Have you ever been to a sporting event of any kind and not been harassed by ticket scalpers? It doesn’t happen anymore. What with the crappy economy, the employment crunch, and the fact that lazy people simply don’t want to work, professional ticket scalping is at an all-time high.
Which is why one ticket scalper wants you to respect his profession for what it is: a profession. Sort of. Okay, not really. So it basically borders on panhandling, but whatever.
Anyways, this dude Will Anderson is one of those guys you see outside Mariners games with the laminated “I NEED TICKETS” sign. You know which sign I’m talking about. The one that screams, “I only need your tickets so I can resell them to a family for twice as much as I paid you for them.” That one.
It seems that Anderson has had a few scrapes with the law that were, according to Seattle’s legal code, unjust. In turn, he is suing the city of Seattle for infringing upon his constitutional rights. You can read about it here.
Here’s the thing about Anderson. Legally, he’s in the right. He’s performing a service that is upheld by the municipal law and he should not be subject to scrutiny by law enforcement agents because of that very fact. Based on those grounds alone, he has a right to file a lawsuit against the city.
That said, I hope he gets crushed in court.

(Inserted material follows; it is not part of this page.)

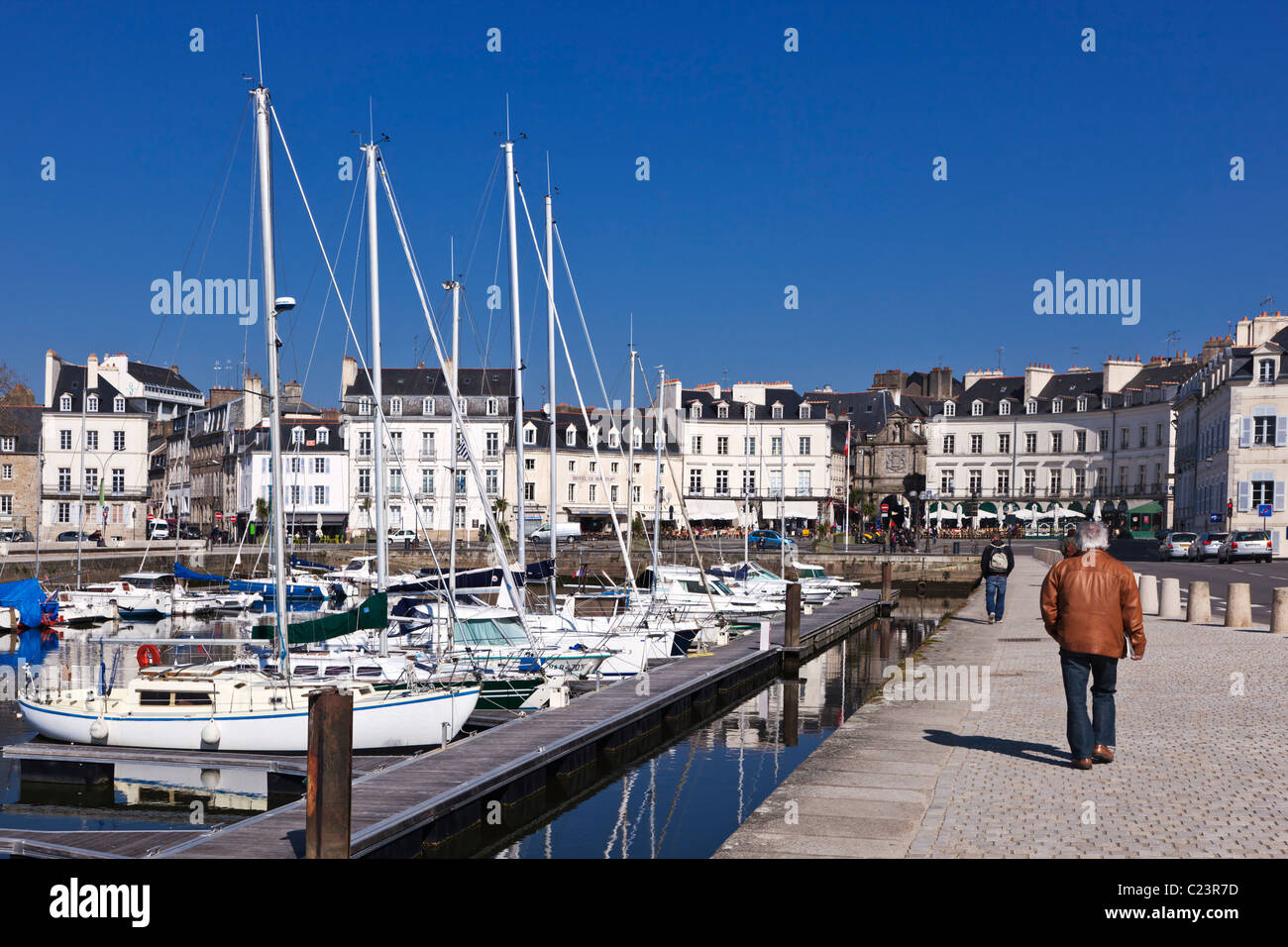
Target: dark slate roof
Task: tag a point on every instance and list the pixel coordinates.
(165, 377)
(421, 382)
(22, 421)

Having been to a number of sporting events all around the city of Seattle, I’ve frequently come in contact with the lowlifes that consider themselves “professional scalpers.” At their very best, these guys are nuisances. They holler at you for tickets, ask if you want to buy tickets, ask if you want to sell tickets, holler, holler, holler. They ride around on bicycles and ding-ding their bells, shouting and screaming about tickets as they go.

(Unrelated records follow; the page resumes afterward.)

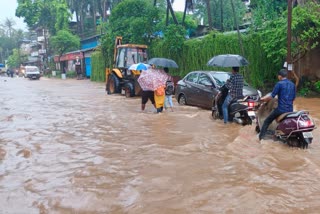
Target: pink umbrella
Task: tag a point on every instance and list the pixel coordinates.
(152, 79)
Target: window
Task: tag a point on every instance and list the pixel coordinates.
(205, 80)
(193, 77)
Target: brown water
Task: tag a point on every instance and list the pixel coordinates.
(68, 147)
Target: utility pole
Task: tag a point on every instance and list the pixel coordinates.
(289, 60)
(289, 64)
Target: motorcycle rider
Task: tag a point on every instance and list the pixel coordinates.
(286, 91)
(235, 86)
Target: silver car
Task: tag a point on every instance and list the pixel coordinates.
(198, 88)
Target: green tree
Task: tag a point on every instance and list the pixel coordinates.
(50, 14)
(265, 11)
(305, 33)
(134, 20)
(221, 13)
(63, 42)
(15, 60)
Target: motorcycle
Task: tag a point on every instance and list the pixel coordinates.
(293, 128)
(240, 111)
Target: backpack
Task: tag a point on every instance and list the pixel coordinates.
(169, 87)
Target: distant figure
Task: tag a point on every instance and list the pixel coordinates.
(78, 68)
(10, 72)
(169, 90)
(286, 91)
(145, 96)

At their worst, they are borderline criminals. They fight with each other for territory (not unlike prostitutes on a street corner) and endanger innocent bystanders who wish only to go to a game. They confront and display aggressive behavior towards the general public, often saying inappropriate things and disrupting the general feel-good vibe that you’d expect at a sporting event.
On top of all that, their actions as middle men indirectly raise ticket prices and create an unfair market for ticket sales to exist in.
Think of it this way. Let’s say you buy a ticket for $50 and then realize you can’t use it. So you take it down to the game and attempt to sell that ticket for face value. Only you can’t find a buyer willing to actually use that ticket (since they are detained by all the scalpers beforehand) and are instead forced to sell your ticket to a scalper for a mere $20. The scalper, then, turns around and sells your ticket to an eager buyer for $75 shortly before game time.
By including the scalpers as middle men in our negotiations, we’ve added a third party that essentially drives up the value of the ticket. Had we used our ticket, only the face value (in this case $50) would have been spent on the actual seat tied to that stub.
Had we sold our ticket direct to a buyer intending to use it for admission, we would have received $50 for it, or face value, which is what we were seeking when we tried to sell the ticket in the first place. In total, that would have been $100 spent on a $50 seat.
But by adding the middle man, the scalper, we added an extra $45 to that $100 value, $20 for our selling the ticket to him, and another $25 which he was able to get out of the eager buyer. That means $145 ended up being spent on a $50 seat. With supply being low and demand being that high, this essentially drives up the price of tickets for all buyers, and we have scalpers to blame.
So maybe we should sue you, Will Anderson, for driving up our cost of admission to the sporting events we all love to attend. We could get Hugh Millen to do our research and see how much you owe us.